As duas principais referências ou bases de apoio
teórico para o escrito de Lênin foram o citado livro de
Hilferding e a obra de Hobson – Imperialism, a Study, de
1902. A primeira abordagem, como já vimos, é marxista e
parte de uma ótica de classes; a segunda é liberal e vê o
imperialismo (algo contingente e não necessariamente
ligado ao capitalismo) como expansionismo econômico e
militar de nações ou Estados fortes e mal administrados.
Nas próprias referências básicas (mas não só aí, pois o
problema é mais de dilema político-partidário), portanto,
já se pode perceber um amálgama na leitura leninista do
imperialismo, que de fato oscilou entre uma abordagem
de classes e uma nacional Conforme observou com muita
pertinência um analista:
"A resposta revolucionária ao imperialismo é ambígua
em Lênin. Há uma oscilação entre uma proposição de
revolução nacional nas nações oprimidas – a
autodeterminação nacional – e a revolução socialista.

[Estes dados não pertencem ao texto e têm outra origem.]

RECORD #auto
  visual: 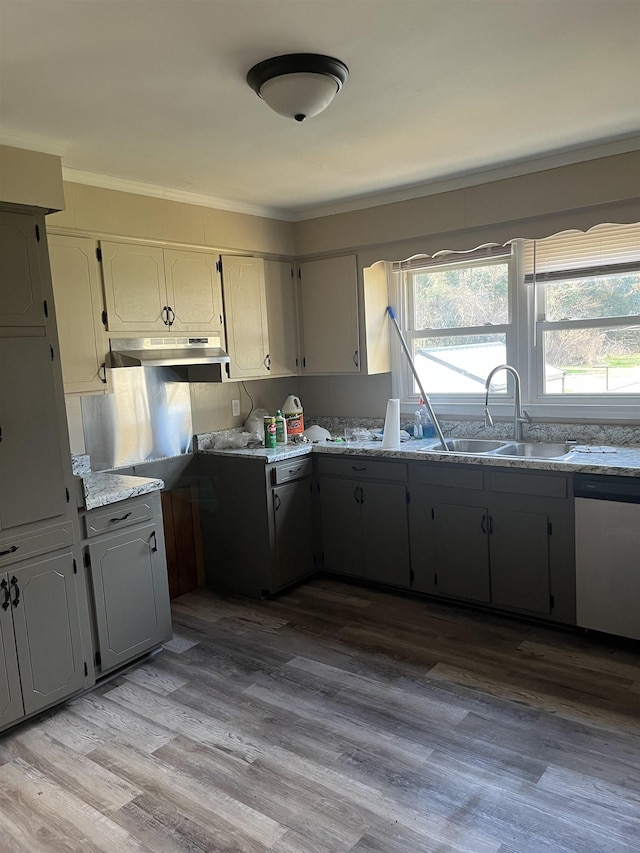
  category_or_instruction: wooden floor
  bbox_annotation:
[0,579,640,853]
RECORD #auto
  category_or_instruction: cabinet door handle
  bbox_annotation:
[0,579,11,610]
[0,545,18,557]
[11,575,20,607]
[109,512,131,524]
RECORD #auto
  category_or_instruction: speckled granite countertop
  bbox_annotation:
[82,471,164,509]
[198,436,640,477]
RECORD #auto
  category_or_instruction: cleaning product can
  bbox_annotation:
[276,409,287,444]
[264,415,276,447]
[282,394,304,436]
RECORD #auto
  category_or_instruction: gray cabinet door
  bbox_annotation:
[0,574,24,729]
[88,521,171,672]
[489,510,551,615]
[432,503,490,602]
[273,478,314,589]
[320,477,362,577]
[8,553,84,714]
[0,338,68,530]
[360,482,411,587]
[0,212,46,327]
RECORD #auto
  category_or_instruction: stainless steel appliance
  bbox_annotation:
[574,474,640,640]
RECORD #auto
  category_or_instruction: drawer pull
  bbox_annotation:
[0,580,11,610]
[11,575,20,607]
[0,545,18,557]
[110,512,131,524]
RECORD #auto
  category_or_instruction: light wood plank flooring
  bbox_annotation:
[0,578,640,853]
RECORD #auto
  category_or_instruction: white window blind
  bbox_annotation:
[524,223,640,284]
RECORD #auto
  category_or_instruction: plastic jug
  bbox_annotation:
[280,394,304,437]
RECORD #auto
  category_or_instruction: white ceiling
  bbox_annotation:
[0,0,640,219]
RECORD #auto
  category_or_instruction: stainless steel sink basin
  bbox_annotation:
[491,441,571,459]
[440,438,505,453]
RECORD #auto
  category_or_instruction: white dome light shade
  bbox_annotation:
[260,73,338,121]
[247,53,349,121]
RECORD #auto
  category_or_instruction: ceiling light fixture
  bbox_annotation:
[247,53,349,121]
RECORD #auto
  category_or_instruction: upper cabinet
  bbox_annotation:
[264,261,300,376]
[299,255,360,375]
[48,234,110,394]
[222,255,270,379]
[100,240,223,335]
[0,212,46,329]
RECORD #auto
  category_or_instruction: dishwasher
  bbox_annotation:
[574,474,640,640]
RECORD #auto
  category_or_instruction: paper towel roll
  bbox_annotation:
[382,400,400,450]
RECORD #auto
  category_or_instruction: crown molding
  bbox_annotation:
[62,165,293,222]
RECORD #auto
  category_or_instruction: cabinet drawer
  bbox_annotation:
[84,498,153,538]
[489,471,568,498]
[271,458,313,486]
[318,456,407,483]
[0,522,73,566]
[411,462,484,490]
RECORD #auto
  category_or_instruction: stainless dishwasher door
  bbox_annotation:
[576,492,640,640]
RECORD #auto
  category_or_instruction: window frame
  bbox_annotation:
[390,235,640,423]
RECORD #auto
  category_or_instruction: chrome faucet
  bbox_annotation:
[484,364,531,441]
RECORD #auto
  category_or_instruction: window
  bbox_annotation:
[396,224,640,417]
[524,226,640,397]
[405,249,511,397]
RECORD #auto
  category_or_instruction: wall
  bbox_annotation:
[296,151,640,266]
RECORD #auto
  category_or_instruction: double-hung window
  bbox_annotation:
[523,225,640,404]
[401,248,513,402]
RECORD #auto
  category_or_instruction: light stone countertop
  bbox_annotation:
[82,471,164,509]
[198,436,640,477]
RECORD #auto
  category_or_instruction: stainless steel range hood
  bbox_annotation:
[107,335,229,368]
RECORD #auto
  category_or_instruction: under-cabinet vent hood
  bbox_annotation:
[107,335,229,368]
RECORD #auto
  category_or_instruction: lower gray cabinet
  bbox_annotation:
[85,494,171,674]
[410,464,575,624]
[0,552,85,728]
[318,456,411,587]
[198,453,316,598]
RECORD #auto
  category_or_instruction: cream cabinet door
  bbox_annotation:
[264,261,299,376]
[299,255,360,374]
[0,212,46,327]
[48,234,110,394]
[222,255,270,379]
[100,241,170,333]
[164,249,223,332]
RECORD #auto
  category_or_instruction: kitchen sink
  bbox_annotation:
[420,438,505,453]
[491,441,571,459]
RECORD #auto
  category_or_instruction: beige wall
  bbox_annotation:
[47,182,294,257]
[0,145,64,210]
[296,151,640,265]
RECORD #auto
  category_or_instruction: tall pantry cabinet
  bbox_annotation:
[0,205,91,730]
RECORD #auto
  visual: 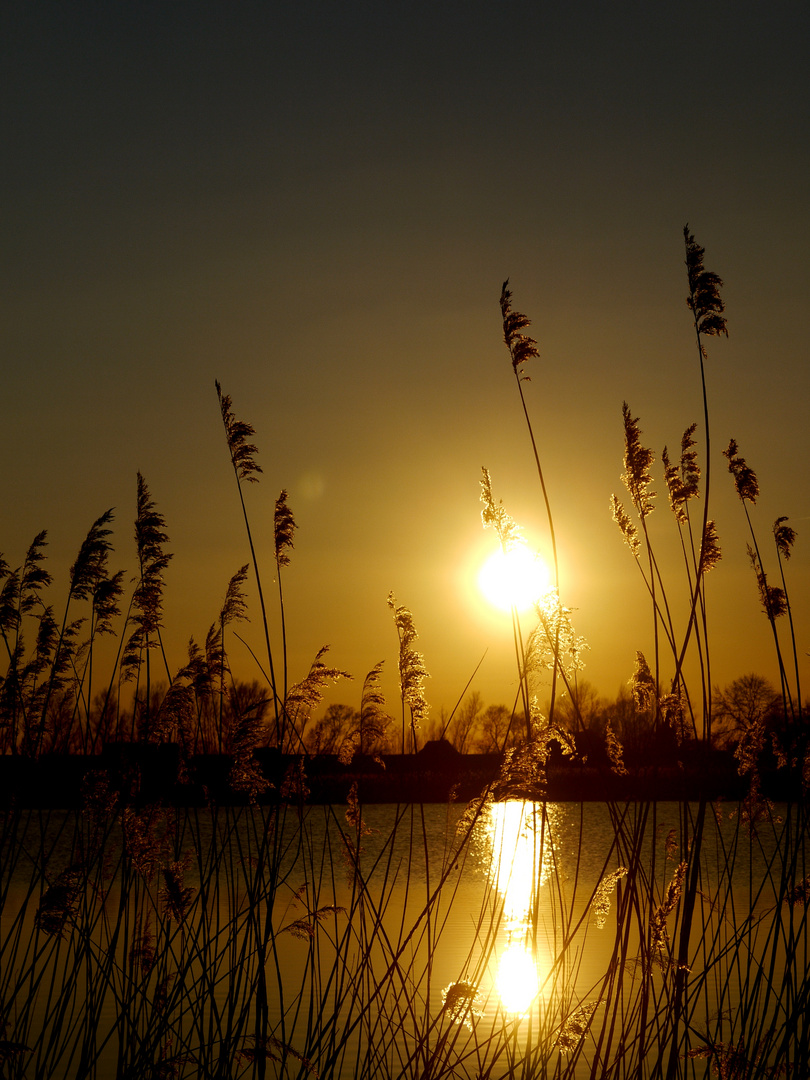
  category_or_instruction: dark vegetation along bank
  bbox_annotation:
[0,740,786,809]
[0,228,810,1080]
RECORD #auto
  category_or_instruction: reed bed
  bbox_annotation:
[0,228,810,1080]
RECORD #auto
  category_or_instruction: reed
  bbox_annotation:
[0,228,810,1080]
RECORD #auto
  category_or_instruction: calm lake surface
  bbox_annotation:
[0,800,807,1080]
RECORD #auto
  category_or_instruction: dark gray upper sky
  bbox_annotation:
[0,0,810,706]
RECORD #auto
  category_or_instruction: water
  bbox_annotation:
[0,801,808,1080]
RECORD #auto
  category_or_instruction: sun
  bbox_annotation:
[478,544,551,611]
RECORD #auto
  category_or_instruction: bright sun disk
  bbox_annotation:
[478,544,551,611]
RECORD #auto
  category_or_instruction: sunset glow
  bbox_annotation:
[478,544,551,611]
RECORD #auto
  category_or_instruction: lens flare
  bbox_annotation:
[478,544,551,611]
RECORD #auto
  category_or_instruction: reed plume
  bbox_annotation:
[214,379,261,484]
[498,279,559,724]
[282,645,351,753]
[214,379,286,745]
[723,438,759,503]
[622,402,656,523]
[684,225,728,345]
[388,593,430,753]
[481,469,523,552]
[121,473,173,682]
[591,866,627,930]
[273,490,298,566]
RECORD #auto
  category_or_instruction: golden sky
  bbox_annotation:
[0,0,810,710]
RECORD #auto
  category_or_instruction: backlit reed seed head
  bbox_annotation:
[338,660,393,769]
[70,510,112,600]
[219,563,249,626]
[773,517,796,558]
[273,490,298,566]
[723,438,759,502]
[442,978,484,1031]
[610,495,642,558]
[784,878,810,907]
[554,1000,599,1054]
[661,423,700,525]
[630,652,658,713]
[284,645,352,731]
[279,904,346,941]
[591,866,627,930]
[748,544,787,620]
[622,402,656,519]
[605,720,627,777]
[388,593,430,728]
[20,530,53,615]
[650,862,687,953]
[501,279,540,381]
[700,521,723,573]
[659,690,687,746]
[481,469,522,552]
[214,379,261,484]
[524,589,590,679]
[684,225,728,343]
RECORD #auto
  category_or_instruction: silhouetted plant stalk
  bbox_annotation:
[500,279,559,721]
[0,223,810,1080]
[723,438,801,719]
[214,380,283,746]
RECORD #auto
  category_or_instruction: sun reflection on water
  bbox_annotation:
[486,799,556,1014]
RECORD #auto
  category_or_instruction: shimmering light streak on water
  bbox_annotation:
[487,799,553,1013]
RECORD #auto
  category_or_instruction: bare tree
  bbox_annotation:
[478,705,526,754]
[712,674,783,747]
[445,690,484,754]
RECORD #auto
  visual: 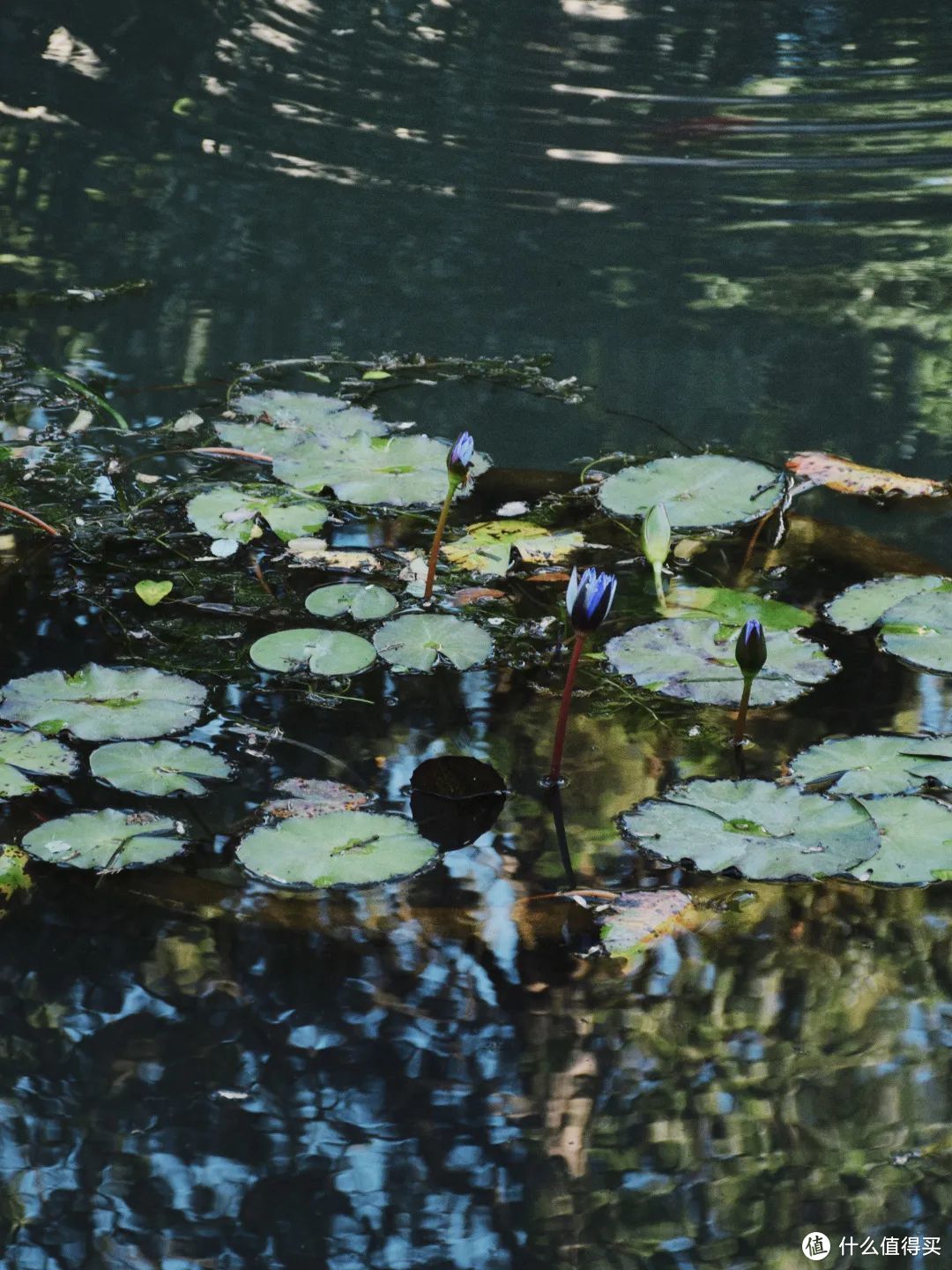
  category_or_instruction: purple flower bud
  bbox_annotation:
[447,432,476,480]
[565,569,618,631]
[733,617,767,679]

(...) Lênin, contudo, estava descrente do proletariado
europeu. O próprio imperialismo havia corrompido a
classe trabalhadora criando uma `aristocracia
operária', e toda a liderança socialdemocrata era
acusada de haver descambado para o oportunismo.
(...) Se havia alguma possibilidade de enfrentar a
reação mundial, ela era dada pela força social que
representava a burguesia nacional avançada dos
países asiáticos atrasados: ‘Os socialistas devem
apoiar com a maior decisão os elementos mais
revolucionários dos movimentos de libertação
nacional democrático-burgueses e ajudar a sua
insurreição – e quando for o caso, a sua guerra
revolucionária – contra as potências imperialistas que
os oprimem’, escreveu Lênin.”30
Ao contrário de Hilferding, Kautsky ou Rosa
Luxemburgo, que malgrado suas divergências
identificavam no imperialismo uma política expansionista
do capital monopolizado, Lênin acabou meio
confusamente por identificar o imperialismo como uma
fase ou etapa, a última ou derradeira, do capitalismo. É
fato que alguns autores posteriores, na tentativa de
atualizar ou recuperar a teoria leninista do imperialismo,
assinalaram que a primeira edição do livro de Lênin
intitulava-se Imperializm, Kak Novejsij Etap Kapitalizma,
sendo que o vocábulo russo novejsij significa "última" ou
"mais recente" e não "superior" ou "derradeira" como
surge em praticamente todas as edições posteriores.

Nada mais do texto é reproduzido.